Back home there is homework to be done and dinner to cook. Home work is sometimes done. Dinner is sometimes made. The kids have become adept and snacking and television is both their parent and my best friend. I can now escape to the shower and cry the endless tears in peace. I don’t have to pretend that I have dust in my eyes. Mum is fine.
It’s bed time for the kids. I’m almost through another day of hell. I put them to bed and finally I can escape to the bottle of wine that is waiting to help me sleep. I sit in the dark outside and watch the moon travel across the night sky and return to the one subject that brings me relief. I plan how I will kill myself.

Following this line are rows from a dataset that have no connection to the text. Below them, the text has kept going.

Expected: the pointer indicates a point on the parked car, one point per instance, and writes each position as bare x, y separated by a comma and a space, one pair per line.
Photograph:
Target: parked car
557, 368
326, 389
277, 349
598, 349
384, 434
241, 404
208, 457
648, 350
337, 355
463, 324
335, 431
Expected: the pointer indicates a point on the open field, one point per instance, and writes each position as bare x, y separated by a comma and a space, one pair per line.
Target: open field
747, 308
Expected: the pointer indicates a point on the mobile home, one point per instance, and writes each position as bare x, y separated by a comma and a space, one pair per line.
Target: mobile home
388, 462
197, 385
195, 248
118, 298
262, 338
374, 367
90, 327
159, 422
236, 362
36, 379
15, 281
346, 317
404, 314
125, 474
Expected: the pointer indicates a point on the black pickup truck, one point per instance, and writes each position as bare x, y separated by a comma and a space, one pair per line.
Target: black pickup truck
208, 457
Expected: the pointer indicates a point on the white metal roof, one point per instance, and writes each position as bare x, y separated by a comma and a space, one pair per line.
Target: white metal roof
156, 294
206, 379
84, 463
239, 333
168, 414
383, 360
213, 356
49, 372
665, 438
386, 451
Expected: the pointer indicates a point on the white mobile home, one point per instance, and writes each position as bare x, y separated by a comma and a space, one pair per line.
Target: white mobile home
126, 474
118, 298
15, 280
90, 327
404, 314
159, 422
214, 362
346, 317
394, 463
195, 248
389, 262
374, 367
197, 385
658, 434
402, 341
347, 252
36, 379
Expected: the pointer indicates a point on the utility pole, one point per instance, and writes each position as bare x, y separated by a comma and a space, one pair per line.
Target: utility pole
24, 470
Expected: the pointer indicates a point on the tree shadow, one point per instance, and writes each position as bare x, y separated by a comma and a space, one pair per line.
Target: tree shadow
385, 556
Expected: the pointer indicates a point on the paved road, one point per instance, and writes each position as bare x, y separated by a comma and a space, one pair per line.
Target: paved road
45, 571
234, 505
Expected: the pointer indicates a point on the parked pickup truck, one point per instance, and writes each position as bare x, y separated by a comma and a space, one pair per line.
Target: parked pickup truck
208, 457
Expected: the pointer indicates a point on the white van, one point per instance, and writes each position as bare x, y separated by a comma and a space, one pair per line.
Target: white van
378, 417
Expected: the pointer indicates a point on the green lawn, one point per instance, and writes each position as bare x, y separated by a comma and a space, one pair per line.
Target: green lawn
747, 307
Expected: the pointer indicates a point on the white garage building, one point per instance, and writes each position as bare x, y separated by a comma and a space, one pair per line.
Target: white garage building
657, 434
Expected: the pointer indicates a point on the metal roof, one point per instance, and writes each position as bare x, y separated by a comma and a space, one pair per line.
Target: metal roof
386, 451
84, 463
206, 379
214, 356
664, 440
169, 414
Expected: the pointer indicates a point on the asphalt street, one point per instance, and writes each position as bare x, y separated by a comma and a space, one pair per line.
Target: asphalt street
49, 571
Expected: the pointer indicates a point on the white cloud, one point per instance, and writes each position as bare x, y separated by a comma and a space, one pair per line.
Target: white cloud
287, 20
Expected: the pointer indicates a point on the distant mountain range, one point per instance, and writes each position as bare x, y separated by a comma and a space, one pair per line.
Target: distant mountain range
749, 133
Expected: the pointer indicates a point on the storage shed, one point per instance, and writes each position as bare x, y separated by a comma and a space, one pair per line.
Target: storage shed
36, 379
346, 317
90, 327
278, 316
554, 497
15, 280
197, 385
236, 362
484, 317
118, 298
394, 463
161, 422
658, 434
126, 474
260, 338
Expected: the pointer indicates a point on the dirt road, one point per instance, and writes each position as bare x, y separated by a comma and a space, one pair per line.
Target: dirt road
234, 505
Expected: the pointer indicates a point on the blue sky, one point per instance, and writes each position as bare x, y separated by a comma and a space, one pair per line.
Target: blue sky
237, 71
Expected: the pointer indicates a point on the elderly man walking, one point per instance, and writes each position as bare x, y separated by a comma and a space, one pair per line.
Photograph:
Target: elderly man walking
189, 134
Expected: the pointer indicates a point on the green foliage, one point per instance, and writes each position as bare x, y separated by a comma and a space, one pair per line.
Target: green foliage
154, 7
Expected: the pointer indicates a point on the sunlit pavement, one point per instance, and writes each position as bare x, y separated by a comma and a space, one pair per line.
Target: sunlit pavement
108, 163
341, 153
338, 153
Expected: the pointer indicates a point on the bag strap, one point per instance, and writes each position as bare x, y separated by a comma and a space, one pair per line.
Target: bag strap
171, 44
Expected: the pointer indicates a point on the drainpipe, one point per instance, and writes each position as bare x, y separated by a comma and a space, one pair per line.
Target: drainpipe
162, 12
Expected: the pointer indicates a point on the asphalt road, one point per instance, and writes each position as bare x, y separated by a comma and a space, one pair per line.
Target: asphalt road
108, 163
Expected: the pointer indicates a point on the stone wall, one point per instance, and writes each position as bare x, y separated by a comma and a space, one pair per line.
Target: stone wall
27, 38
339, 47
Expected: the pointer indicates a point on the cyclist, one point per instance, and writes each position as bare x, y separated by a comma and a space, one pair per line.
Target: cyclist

With this at least there is an answer. I know exactly how I will do it. How to make sure it is done properly. I know that people will be a little sad. That is normal when something dies. I also know they will get on with their lives. I’m so ugly, so stupid, so pathetic, so useless that for some people it will probably be a relief. For me too it will be a huge relief. To never wake again seems the most peaceful answer I can find. The end of my life will not be a peaceful one and yet even the violence I have planned on myself is welcome..
There is just one point I have not yet worked out in this plan. Who will raise my children? Will they be ok? I don’t yet have an answer to that and I care just enough somewhere deep within that I don’t act tonight. It’s 4am, I should be able to sleep now. I will tackle that question again tomorrow night when I pretend to live a life again. I stumble to bed and wait for sleep to provide the only escape I can have. I’m fine.
Over a year later and I am still here. I did not kill myself. I finally asked for help and someone listened. It was a long road. It was worth it.
I am not fine. I am happy.
If you know someone who seems down often – ask them if they are alright and if they answer “fine”, ask again. Listen to the answer. You may just help save someone’s life.